Day 1 — Tuesday 26 April 2011
Tarifa – Vejer de la Frontera
Route Details | ||
---|---|---|
Riding Distance | 28.92 ml | 46.55 km |
Uphill Distance | 10.76 ml | 17.32 km |
Downhill Distance | 11.96 ml | 19.25 km |
Max Altitude | 273 ft | 83 m |
Altitude Gain | 925 ft | 282 m |
Altitude Loss | 846 ft | 258 m |
The previous evening we had put the car and my bike locked on its roof in the town car park, an open piece of dusty land surrounded by a high wire fence and locked during the night. We got up and intended to get the car from the car park before looking for breakfast, but the car park was still locked at half past seven. We went back to the hostal and explained that we would have to leave the bags there until the car park opened. The proprietor said the car park would open at eight o’clock but it was still locked when we went to check.

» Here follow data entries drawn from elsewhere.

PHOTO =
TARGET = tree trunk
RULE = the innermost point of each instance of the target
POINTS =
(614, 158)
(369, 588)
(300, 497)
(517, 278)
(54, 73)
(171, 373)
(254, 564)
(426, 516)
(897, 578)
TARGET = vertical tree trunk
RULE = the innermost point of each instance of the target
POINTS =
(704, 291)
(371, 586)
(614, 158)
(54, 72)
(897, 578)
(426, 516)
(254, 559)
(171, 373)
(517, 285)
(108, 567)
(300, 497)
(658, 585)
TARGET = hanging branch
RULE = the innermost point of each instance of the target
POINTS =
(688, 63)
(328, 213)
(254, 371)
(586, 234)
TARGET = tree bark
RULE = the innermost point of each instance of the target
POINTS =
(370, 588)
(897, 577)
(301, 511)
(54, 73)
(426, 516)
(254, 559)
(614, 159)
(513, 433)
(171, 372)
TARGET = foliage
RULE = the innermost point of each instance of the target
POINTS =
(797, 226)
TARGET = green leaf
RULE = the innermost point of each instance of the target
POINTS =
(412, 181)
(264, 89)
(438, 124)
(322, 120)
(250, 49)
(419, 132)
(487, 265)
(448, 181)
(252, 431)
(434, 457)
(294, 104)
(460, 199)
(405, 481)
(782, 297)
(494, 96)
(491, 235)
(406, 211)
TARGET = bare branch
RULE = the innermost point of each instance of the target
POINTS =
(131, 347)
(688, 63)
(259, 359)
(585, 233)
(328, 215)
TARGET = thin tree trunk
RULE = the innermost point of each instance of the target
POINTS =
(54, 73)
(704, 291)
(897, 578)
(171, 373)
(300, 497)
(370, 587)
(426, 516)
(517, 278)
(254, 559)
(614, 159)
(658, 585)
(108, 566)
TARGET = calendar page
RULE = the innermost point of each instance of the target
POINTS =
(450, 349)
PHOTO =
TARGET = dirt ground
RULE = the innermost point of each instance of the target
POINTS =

Instead we set about finding breakfast and came across a shop selling very good panini, which we sat eating on a bench in the sun at the side of the street. No milk and cornflakes for us! Back up at the car park a man eventually turned up at nine o’clock and let us in. I changed into cycling gear in the middle of the car park and loaded up. My previous careful load planning went to pot in the dusty car park and in my confusion I left my book behind. That was my first mistake, but in hind sight there weren’t many more. I attached my small bicycle computer and spun the wheel, but it didn’t register at all, I think because the sensor on the fork had got waterlogged driving down from Granada. After about three days it started to work again as the sensor dried out in the sun and worked reliably for the rest of the journey until a few days before the end when I left the actual unit on my handlebars overnight and it got a good soaking. After that the display became corrupted even though the sensor was functioning.
I had another bicycle computer with me that I had bought in order to make use of a solar powered battery charger Liz had given me as a Christmas present. This other computer was a Bryton Rider50 GPS unit that I was hoping would record a detailed map and log of my journey. It was doing fine until it got stolen on the final night at the camp site at Pont-Audemer, and bang went all my detailed journey data.
The man on the gate of the parking lot was keen to lock up and go home so we had to move everything quickly onto the road outside the gates. A final check showed no serious omissions so Liz and I hugged each other and I set off with a lump in my throat at about eleven o’clock. The road out of Tarifa is very steep up to the main road and I had to get off and walk. There would be many other times when I simply gave up and had to walk, but for it to happen so soon was a bit embarrassing with Liz and Eva watching from the bottom of the hill.
I got to Vejer at about half past one. The N340 appears from the map to be a principal route, but in fact has very little traffic. I was struck by the excellent road surface and for the whole of my time in Spain was pleasantly surprised by the generally high standard of Spanish roads. I would have a shock when I got to France, but that is a later story.
Vejer itself is set on a high hill above the main road and I really ought to have gone up to have a look, but by the time I got to the camp site I reckoned I’d had enough. There was a restaurant on the road near the camp site so I had a filling Menu del Dia before walking up a dirt track to the deserted site. A French family with a small caravan turned up and I rang a telephone number displayed in the office window on behalf of us both. I have very little Spanish or French and I thought it a bit of joke that I should be ’phoning on behalf of the French family. After a halting performance on the ’phone I understood that someone would be round in due course so I pitched my tent, washed my sweaty things and used the showers that were heated from a solar heated water system. A man turned up at about half past three and charged €8 for the night.
The French caravanning family invited my to have a drink with them and we chatted for an hour or so. It was so warm my washing was dry before I turned in.
Liz Eva would be staying in Seville tonight and I rather envied them.